Enter the British RAF with guns a-blazing. A multi-national targeting exercise was now being played out over the Atlantic sky. But the RAF had no better luck than the Canadians or the Americans.

An Icelandic official said the Canadian attack had caused extensive punctures but failed to release the helium gas from the balloon.

We'll never know how many countries were involved in trying to down the balloon, but according to Norwegian aviation authorities, the balloon was last seen drifting over into Russian air space on Monday, August 31st, at about 0500GMT over the Barents Sea just north of the Arctic island of Spitzbergen in Finland!

The holes in the balloon did allow for its final descent in Finland. While the scientists received the data, the instruments never detached as they were supposed to do and were not recovered.

Oh wait! There's one more thing. I had filed this story somewhere and guess what brought it back again? A thread of a UFO of course. Think that mystery video might be solved, Sublimecraft?

And that, ATSers is my best story. Some links to the story

Care to share yours?

edit on 1-3-2014 by aboutface because: (no reason given)

posted on Mar, 1 2014 @ 03:41 AM
I used to live on the outskirts of Austin, Tx when I was a kid. I grew up there. This happened when I was a young teenager. I never believed in UFOs until one Saturday night in the mid 80s. One night my older brother came bursting in our front door freaking out saying there was a UFO hovering over our house. After my parents figured out he wasn't high as a kite we all went outside to see what was going on. Right above our house was a really big triangle craft. It was solid black with white lights on the points of it. It was just hovering there not making a sound.

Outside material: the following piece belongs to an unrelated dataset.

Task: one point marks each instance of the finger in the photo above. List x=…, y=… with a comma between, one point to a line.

My parents freaked, locked us in the house for the rest of the night and told us not to tell anyone because they would think we were crazy if we said we saw a UFO. It sparked a great fascination in UFOs with me. Fast forward to 2004 in Balad, Iraq. I was eating lunch with some Air Force guys. I brought up what I had seen that day and they kind of just laughed and told me, "Dude, that's right by Lackland AFB. We were testing stealth blimps there in the 80s. That's what you saw, not an alien spacecraft." Needless to say I was terribly disappointed. All those years I thought I had seen an actual spaceship of some sort LOL.

edit on 312014 by Holographicmeat because: sp

posted on Mar, 1 2014 @ 07:59 AM
reply to post by aboutface

Did the balloon maybe contain multiple cells of helium gas. Thus making it harder to puncture all of them and allow the helium to escape into the atmosphere?

edit on 1-3-2014 by andy06shake because: (no reason given)

posted on Mar, 1 2014 @ 08:46 AM
reply to post by andy06shake

Good question, to which I don't have the answer.
Maybe someone else does?

posted on Mar, 1 2014 @ 09:17 AM
reply to post by Holographicmeat

Nicely played, Holograpicmeat. Although if I had seen one of those things over my house, I too would have shaken in my boots.